Años después, en el invierno entre 1834 y 1835, escribió una introducción mucho más introspectiva, madura y expresiva —el Andante spianato— que contrasta tremendamente con el virtuosismo desbocado de la polonesa. El nombre ya lo advierte: «spianato», suave, llano, liso. No es un término propio del piano sino de la música vocal; un canto sin florituras, coloraturas u ornamentos.

Más curiosa es la historia del Preludio Nº 15 en Re bemol mayor, Op. 28, conocido como La gota de agua, La gota de lluvia o Raindrop Prelude. Este sagaz apelativo se lo debemos al compositor Hans von Bülow, probablemente inspirado por una romántica escena descrita por George Sand —pseudónimo de la escritora Aurore Dupin, pareja de Chopin.

En el invierno de 1838, Sand y Chopin se hospedaron en la Cartuja de Valldemosa, de Mallorca, en busca de un clima que mejorara la salud del compositor. Según desvela Sand en su autobiografía, Histoire de ma vie, al regresar de Palma, en medio de una terrible tormenta, encontró a Chopin muy alterado.

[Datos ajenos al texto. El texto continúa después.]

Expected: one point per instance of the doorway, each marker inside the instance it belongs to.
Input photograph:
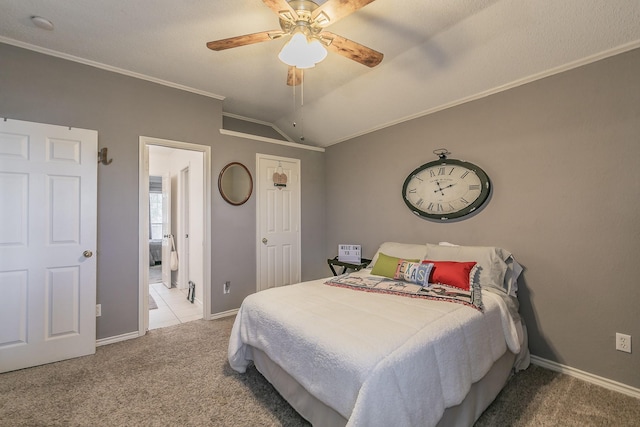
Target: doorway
(177, 162)
(277, 221)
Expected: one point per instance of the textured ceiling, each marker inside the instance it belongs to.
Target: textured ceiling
(437, 53)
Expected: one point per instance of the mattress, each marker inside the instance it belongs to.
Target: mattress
(394, 360)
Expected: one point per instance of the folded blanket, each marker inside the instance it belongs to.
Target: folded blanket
(435, 291)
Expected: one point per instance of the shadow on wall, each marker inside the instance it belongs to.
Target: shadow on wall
(538, 344)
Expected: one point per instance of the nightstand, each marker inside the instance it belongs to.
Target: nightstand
(346, 265)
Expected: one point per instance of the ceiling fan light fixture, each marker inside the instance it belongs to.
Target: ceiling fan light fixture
(301, 53)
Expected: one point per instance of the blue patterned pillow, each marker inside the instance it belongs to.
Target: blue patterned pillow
(413, 272)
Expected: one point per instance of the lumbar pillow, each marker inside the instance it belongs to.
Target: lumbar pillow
(413, 272)
(453, 273)
(490, 260)
(387, 265)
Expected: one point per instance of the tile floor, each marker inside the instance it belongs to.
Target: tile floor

Había soñado con un lago en el que la muerte le llegaba por ahogo, gélidas gotas de agua golpeando su pecho. «Su composición de aquella noche sin duda estaba llena de gotas de lluvia, que resonaban claramente en los azulejos de la Cartuja, pero se habían transformado en su imaginación y en su canción en lágrimas cayendo sobre su corazón desde el cielo». Hablamos de un Chopin angustiado, deteriorado por la fiebre, en un invierno mallorquín que no había hecho más que empeorar su afección respiratoria.

Hay quien pone en duda la veracidad de la anécdota. Algunos sostienen que Chopin ya había esbozado el Preludio Nº 15 en un primer borrador de la colección anterior a su viaje a Mallorca. De ser así, el preludio que George Sand recuerda haber escuchado aquella noche no sería ese, sino otro de los veinticuatro de su Op. 28. El Nº 4, en Mi menor, y el Nº 6, en Si menor, también están repletos de notas repetidas en las que podría percibirse el repicar de la lluvia. Sí es cierto, no obstante, que el Nº 15 refleja a la perfección el carácter tenebroso que irradia la pesadilla de Chopin y el funesto ambiente de la tormenta, especialmente en la enérgica parte central.

Sea o no este el preludio descrito por Sand, es fascinante que el origen de una música tan inspiradora sea una invernal noche balear en la que por momentos se teme la llegada de la muerte.

Difícil imaginar un reclamo publicitario con más garra.